Comme d’habitude, la capitale syrienne s’est rapidement employée
à calmer l’atmosphère.
Il y a lieu de signaler que le président de la Chambre a explicité
sa position en recevant le conseil de l’Ordre des journalistes, ayant à
sa tête M. Melhem Karam, en affirmant: “Ce procédé
ne peut être utilisé avec moi: ni la “dactylo médiatique”
ni la “dactylo sécuritaire.”
M. Berri a dit encore que le ministre de la Défense a pêché
par erreur d’appréciation et blâmé le gouvernement
“pour ne pas mettre les ministres au courant de ce qui se passe sur la
scène locale et sur le terrain”.
MAUVAISE LECTURE DU CLIMAT DE GENÈVE
De toute manière, tous ces remous, assurent les observateurs,
ont été occasionnés par la mauvaise lecture qui a
été faite des informations relatives au sommet Assad-Clinton,.
Ils estiment que les entretiens des présidents syrien et américain
n’ont pas totalement échoué, mais appellent certaines réponses
de la part tant des Syriens que des Israéliens. La déclaration
du ministre de la Défense est venue mal à propos, au moment
où cette réponse était attendue avec impatience. Surtout
qu’elle a été exploitée par Tel-Aviv pour prétendre
que “la Syrie feint de vouloir hâter le processus de paix, alors
qu’elle agit pour le torpiller...”
Il ressort des entretiens Hoss-Miro sur les bords du Barada et contrairement
à certaines rumeurs persistantes, qu’il n’est pas question de tenir
un sommet libano-syrien dans l’immédiat. Puis, il s’est avéré
que Damas n’œuvre pas sur la base que “la balle est dans son camp”, comme
l’a dit le chef de la Maison-Blanche, mais plutôt dans celui d’Israël.
En ce sens que la reprise des négociations bipartites dépend
de l’engagement israélien à évacuer le Golan jusqu’à
la ligne du 4 juin 1967. Et ce, selon le principe défini à
Madrid de “la terre contre la paix”.
Le président Hoss a couronné sa visite à Damas
par une rencontre avec le Dr Bachar Assad, pour un tour d’horizon sur la
conjoncture régionale et les questions d’intérêt commun.
Le chef du gouvernement devait, par la suite, réaffirmer l’attachement
du Liban à l’application de la résolution 425, en insistant
sur le fait qu’Israël doit retirer inconditionnellement ses troupes
jusqu’aux frontières internationalement reconnues.
De même, il a souligné la concomitance des volets libanais
et syrien et la nécessité d’instaurer une paix juste et globale
dans la région.
De son côté, M. Farouk Chareh, ministre syrien des Affaires
étrangères, a assuré la concordance des vues entre
le Liban et la Syrie. “Si, a-t-il affirmé, l’Etat hébreu
veut réellement la paix, le Liban et la Syrie y sont prêts.

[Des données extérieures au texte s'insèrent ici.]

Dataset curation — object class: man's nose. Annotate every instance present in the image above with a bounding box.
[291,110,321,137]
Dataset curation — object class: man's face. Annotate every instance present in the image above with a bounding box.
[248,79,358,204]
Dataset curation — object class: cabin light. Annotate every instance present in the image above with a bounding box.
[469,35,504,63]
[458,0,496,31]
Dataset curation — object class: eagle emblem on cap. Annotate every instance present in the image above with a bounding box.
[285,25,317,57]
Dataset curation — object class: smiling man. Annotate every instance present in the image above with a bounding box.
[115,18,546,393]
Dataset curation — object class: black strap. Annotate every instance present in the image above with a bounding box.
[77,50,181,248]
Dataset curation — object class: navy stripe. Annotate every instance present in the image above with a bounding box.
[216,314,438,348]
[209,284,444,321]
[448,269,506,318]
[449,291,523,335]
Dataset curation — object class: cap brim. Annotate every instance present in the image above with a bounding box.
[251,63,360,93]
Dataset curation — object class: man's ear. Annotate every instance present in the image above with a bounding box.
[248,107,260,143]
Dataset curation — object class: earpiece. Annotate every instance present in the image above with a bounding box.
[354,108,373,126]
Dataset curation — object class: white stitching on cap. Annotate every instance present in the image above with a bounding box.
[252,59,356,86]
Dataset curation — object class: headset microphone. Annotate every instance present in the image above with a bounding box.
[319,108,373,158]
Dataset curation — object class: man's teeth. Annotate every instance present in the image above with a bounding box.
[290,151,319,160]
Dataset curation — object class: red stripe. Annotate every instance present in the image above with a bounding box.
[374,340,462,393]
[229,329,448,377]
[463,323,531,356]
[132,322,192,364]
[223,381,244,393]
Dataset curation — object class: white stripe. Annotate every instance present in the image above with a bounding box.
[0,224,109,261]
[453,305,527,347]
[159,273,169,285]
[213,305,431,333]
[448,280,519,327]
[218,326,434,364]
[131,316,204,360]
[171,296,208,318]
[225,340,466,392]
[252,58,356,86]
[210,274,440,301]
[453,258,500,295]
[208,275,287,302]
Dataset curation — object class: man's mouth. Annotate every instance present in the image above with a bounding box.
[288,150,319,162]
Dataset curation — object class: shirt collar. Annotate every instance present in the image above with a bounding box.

Qu’Israël prouve que la paix est son choix stratégique, comme
elle l’est pour Beyrouth et Damas”.
Après son entrevue avec M. Mohamed Miro, le président
Hoss a déclaré qu’il effectuait sa visite pour féliciter
son homologue syrien à l’occasion de son entrée en fonctions.
“Naturellement, a-t-il précisé, nous avons échangé
les vues sur les développements de la conjoncture régionale
et sur les relations bilatérales dans tous les domaines, en mettant
l’accent sur le volet économique, à la lumière de
l’accord signé entre les deux pays dans ce domaine.”
“Notre entretien, a-t-il poursuivi, a été utile et fructueux,
en ce sens que nous avons défini les moyens à mettre en œuvre
pour raffermir davantage nos relations dans l’intérêt commun”.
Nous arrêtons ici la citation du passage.